Tangsel-Kabarmetro.co
Penguatan perencanaan pendidikan menjadi fokus utama dalam kegiatan Diskusi Kelompok Terpumpun (DKT) Kajian Praktik Baik Penyusunan Rencana Kerja Jangka Menengah (RKJM) dan Rencana Kerja Tahunan yang digelar di Hotel Grand Zuri, Selasa (28/4/2026).
Kegiatan ini diinisiasi oleh Pusat Standar dan Kebijakan Pendidikan (PSKP) Badan Kebijakan dan Pengembangan Pendidikan dan Kebudayaan (BKPDM) Kementerian Pendidikan Dasar dan Menengah (Kemendikdasmen). Hadir dalam kegiatan tersebut Kepala Kantor Kementerian Agama Kota Tangerang Selatan, Ahmad Rifaudin, yang sekaligus membuka acara.
Peserta kegiatan terdiri dari Kepala Madrasah, Kepala Raudhatul Athfal (RA), Tim Penjaminan Mutu (TPM) Madrasah, serta Kelompok Kerja Pengawas (Pokjawas). Mereka bersama-sama mengkaji berbagai praktik terbaik dalam penyusunan perencanaan pendidikan yang lebih efektif, terarah, dan berkelanjutan.
Dalam sambutannya, Ahmad Rifaudin menegaskan bahwa rencana kerja pendidikan harus menjadi pijakan strategis dalam pengelolaan lembaga pendidikan. Menurutnya, dokumen perencanaan bukan sekadar pemenuhan administrasi, melainkan menjadi arah kebijakan yang menentukan masa depan lembaga.

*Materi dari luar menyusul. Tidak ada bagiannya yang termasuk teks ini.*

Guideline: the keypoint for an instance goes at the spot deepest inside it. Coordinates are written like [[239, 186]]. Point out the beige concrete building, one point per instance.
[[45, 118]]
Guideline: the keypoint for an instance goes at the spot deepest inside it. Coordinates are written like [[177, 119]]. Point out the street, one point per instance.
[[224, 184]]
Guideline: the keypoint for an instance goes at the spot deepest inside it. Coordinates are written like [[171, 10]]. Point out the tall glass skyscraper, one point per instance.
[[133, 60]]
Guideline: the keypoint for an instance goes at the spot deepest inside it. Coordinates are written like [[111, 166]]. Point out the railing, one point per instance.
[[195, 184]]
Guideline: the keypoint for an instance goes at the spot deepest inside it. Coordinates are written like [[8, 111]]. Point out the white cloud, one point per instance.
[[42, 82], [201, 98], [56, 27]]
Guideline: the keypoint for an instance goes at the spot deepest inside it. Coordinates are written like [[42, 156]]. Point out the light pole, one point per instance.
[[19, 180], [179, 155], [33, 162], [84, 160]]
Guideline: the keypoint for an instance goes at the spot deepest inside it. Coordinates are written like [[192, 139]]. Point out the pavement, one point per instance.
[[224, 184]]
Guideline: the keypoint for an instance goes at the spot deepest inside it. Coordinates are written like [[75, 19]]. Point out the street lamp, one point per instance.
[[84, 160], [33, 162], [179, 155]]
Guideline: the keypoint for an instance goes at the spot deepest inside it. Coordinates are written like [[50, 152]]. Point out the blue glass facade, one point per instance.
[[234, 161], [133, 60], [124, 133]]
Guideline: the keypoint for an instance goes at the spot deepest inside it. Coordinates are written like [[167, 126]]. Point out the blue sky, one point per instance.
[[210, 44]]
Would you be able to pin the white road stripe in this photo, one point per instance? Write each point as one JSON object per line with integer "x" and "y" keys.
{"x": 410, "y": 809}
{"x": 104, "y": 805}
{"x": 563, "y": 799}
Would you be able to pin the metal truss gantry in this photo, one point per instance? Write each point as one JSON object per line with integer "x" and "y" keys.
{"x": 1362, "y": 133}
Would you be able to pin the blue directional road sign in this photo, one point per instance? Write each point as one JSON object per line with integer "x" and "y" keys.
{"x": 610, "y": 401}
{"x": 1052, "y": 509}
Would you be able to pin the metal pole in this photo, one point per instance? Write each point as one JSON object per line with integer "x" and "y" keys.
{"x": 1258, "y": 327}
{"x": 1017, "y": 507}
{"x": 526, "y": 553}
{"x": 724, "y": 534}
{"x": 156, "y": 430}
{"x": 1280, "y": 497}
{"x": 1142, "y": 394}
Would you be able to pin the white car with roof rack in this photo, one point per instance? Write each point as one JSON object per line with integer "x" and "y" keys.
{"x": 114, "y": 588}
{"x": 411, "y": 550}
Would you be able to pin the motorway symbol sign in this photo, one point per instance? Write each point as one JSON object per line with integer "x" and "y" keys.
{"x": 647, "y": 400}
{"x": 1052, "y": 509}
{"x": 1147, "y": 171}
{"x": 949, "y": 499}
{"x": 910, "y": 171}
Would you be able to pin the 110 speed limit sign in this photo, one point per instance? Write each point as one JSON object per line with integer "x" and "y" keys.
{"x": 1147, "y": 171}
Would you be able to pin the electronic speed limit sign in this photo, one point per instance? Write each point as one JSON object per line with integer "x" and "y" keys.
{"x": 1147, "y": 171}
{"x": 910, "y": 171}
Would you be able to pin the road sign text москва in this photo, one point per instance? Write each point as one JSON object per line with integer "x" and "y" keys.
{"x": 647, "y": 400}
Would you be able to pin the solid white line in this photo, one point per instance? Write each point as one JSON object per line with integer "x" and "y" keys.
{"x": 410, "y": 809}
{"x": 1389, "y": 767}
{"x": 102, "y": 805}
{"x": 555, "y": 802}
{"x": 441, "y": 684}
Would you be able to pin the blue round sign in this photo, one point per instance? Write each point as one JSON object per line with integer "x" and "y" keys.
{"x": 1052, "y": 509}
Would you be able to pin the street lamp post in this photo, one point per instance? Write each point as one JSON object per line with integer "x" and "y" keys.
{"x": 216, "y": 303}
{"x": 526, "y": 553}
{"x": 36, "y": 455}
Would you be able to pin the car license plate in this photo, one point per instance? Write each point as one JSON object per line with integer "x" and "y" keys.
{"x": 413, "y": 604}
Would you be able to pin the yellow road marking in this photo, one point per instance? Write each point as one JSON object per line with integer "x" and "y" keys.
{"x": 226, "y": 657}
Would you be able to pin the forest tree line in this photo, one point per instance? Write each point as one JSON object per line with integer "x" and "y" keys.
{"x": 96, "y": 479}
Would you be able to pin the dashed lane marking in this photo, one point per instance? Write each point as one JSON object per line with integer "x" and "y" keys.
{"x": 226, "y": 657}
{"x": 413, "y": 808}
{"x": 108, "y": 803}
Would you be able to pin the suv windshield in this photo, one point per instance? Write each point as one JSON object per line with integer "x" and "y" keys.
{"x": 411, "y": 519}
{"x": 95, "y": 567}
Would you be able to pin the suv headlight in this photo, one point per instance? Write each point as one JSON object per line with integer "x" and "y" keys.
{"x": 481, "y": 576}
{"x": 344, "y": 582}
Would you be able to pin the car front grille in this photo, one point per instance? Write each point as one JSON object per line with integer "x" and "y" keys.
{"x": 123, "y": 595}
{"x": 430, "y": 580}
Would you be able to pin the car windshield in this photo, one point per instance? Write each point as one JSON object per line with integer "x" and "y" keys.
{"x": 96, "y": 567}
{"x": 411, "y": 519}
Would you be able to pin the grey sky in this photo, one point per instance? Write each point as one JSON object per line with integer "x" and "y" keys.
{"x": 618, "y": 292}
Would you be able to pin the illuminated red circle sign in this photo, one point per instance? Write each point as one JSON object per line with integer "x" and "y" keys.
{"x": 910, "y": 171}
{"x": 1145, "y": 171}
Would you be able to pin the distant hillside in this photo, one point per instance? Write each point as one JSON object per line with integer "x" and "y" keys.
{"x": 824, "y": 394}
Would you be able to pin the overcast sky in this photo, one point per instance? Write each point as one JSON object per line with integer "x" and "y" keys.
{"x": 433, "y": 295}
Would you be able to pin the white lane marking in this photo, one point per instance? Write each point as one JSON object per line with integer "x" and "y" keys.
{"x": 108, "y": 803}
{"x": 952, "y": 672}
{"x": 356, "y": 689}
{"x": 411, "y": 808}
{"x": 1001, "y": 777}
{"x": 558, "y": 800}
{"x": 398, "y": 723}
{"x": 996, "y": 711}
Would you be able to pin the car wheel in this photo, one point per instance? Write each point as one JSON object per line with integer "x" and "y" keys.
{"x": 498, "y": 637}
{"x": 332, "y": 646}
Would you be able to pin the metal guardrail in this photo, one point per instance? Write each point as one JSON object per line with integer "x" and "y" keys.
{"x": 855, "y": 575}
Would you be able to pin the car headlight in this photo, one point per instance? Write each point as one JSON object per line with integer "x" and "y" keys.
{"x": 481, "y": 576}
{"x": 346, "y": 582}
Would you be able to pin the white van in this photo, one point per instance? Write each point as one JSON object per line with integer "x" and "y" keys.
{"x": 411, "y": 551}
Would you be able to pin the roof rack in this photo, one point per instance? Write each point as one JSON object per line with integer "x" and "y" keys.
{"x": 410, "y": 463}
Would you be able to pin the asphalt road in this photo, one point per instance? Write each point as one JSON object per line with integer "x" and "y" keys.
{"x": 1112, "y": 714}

“Rencana kerja bukan sekadar dokumen administratif, tetapi kompas yang menentukan masa depan lembaga pendidikan. Melalui forum ini, kita tidak hanya berbagi pengalaman, tetapi juga merumuskan langkah konkret berbasis realitas, kebutuhan, dan potensi yang kita miliki,” ujarnya.
Ia juga mendorong seluruh peserta untuk membangun budaya mutu melalui replikasi praktik-praktik baik serta membuka ruang kolaborasi dan pertukaran gagasan antar satuan pendidikan.
Sementara itu, Ketua Tim Standar Pendidikan PSKP, Ikhya Ulumudin, menekankan pentingnya penyusunan perencanaan yang berbasis data dan melibatkan partisipasi berbagai pihak. Ia mengacu pada kebijakan terbaru melalui Peraturan Menteri Pendidikan Dasar dan Menengah Nomor 26 Tahun 2025 yang menegaskan bahwa perencanaan pendidikan harus terintegrasi dan berbasis data.
“RKJM dan rencana kerja tahunan perlu disusun tidak hanya sebagai formalitas, tetapi sebagai instrumen strategis yang mencakup aspek kurikulum, tenaga kependidikan, sarana dan prasarana, hingga penganggaran,” jelasnya.
Melalui diskusi ini, diharapkan dapat dirumuskan prinsip-prinsip praktik baik yang dapat direplikasi oleh satuan pendidikan lainnya. Selain itu, kegiatan ini juga menjadi langkah konkret dalam memperkuat integrasi antara perencanaan program dan penganggaran, sehingga mampu meningkatkan kualitas pengelolaan pendidikan secara berkelanjutan di Kota Tangerang Selatan.